The much-reduced IWW still remained a potent force in several industries in the 1930s and 1940s, but its influence was steadily eroded by government suppression, union-busting efforts, and the deliberate poaching of its membership by other unions. The defection of the Ohio steelworkers to the AFL-CIO in the mid-1950s marked the loss of the IWW's final major stronghold and most of its remaining membership; this effectively marked the end of the IWW as a notable player in the American labor scene until the 1980s, although the union continued to exist and maintained a small number of organized shops.
The IWW limped along in near-total obscurity for much of the 20th century; in 1970 the IWW had fewer than a hundred members, most of them in Chicago and almost all of them extremely elderly individuals left over from the organization's 1920s heydey. However, the organization experienced a slow rebirth beginning in the 1980s, and now has approximately 13,000 members recently initiated worldwide, with ~3,500 of those members active and in good standing as of 2015; most of them are in the United States, Canada, and the United Kingdom, although there are organized IWW branches in several other countries. While it is a pale shadow of what it once was and has negligible influence on the labor movement, the union is far from dead.
The IWW continues to organize today, albeit on a much reduced scale. One notable action was its attempt to organize food workers at Jimmy John's sandwich franchises in Minneapolis. One of their grievances was that Jimmy John's forced its workers to come to work and handle food even when they were sick.
When it came to a vote, the workers voted down IWW representation by a narrow margin; but there were some allegations of intimidation on the part of the owners, and the NLRB nullified the election results. Before any further action could be taken, the franchise owners very suddenly fired all the IWW organizers, on the grounds that they had distributed propaganda posters calling attention to the lack of paid sick leave.
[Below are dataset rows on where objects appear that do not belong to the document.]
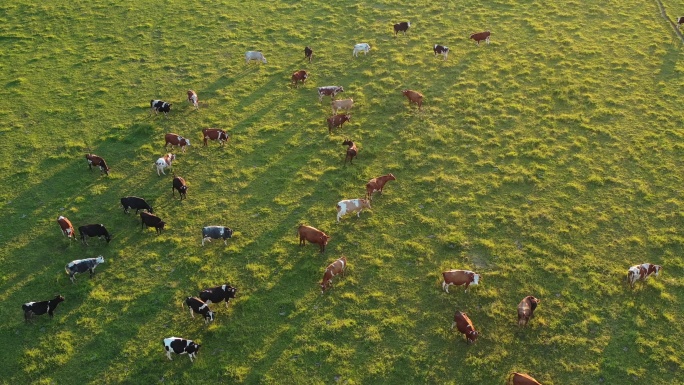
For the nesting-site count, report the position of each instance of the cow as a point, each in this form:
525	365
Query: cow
458	278
81	266
377	184
158	106
218	294
254	55
192	99
151	220
216	232
164	162
361	47
180	346
401	27
198	306
465	326
179	184
136	203
480	36
66	226
94	160
299	76
414	97
350	206
440	50
93	231
176	140
329	91
40	308
641	272
526	309
521	379
313	235
332	270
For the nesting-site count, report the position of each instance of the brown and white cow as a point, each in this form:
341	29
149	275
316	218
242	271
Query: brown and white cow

These firings were ruled illegal by a federal court in 2012.
The union had some success organizing miners in Sierra Leone during the 1990s; the Sierra Leone chapter of the IWW had several thousand active members in 1997, and was the union's most active chapter for a brief period. However, the outbreak of civil war effectively destroyed the Sierra Leone IWW, with many high-profile members of the union dying or disappearing and most of the rest drifting away; the IWW is now effectively nonexistent in the country.
The IWW has worker-owned and self-managed cooperative restaurant and printing job shops. It has contracts with office, not-for-profit, and recycling workers and has recently won union recognition elections in the rail and call center industries.
One of the ways that the IWW differs from other unions is that the management of any particular job branch, or chapter, is left in the hands of the members of that chapter. So for example, contract negotiations with management are all done by the workers themselves rather than by "professional" union officials from elsewhere. This is one of the strong selling points of the union for workers who want to control their own destiny but is also somewhat of a burden on the members involved.
As of 2018, the IWW is currently organizing workers at Burgervilles across America and fighting for better wages and working condition there. This is the very first unionized workplace in the fast food industry, which is a remarkable achievement considering how many thought the fast food industry to be an impossible place for unions due to the high turnover rate. They also are one of the few unions who have high quality dunks on Twitter. The IWW is also organizing couriers across Europe, and are actively organizing incarcerated workers and fighting against prison slavery. They have also joined the International Confederation of Labor, an international organization of revolutionary unions.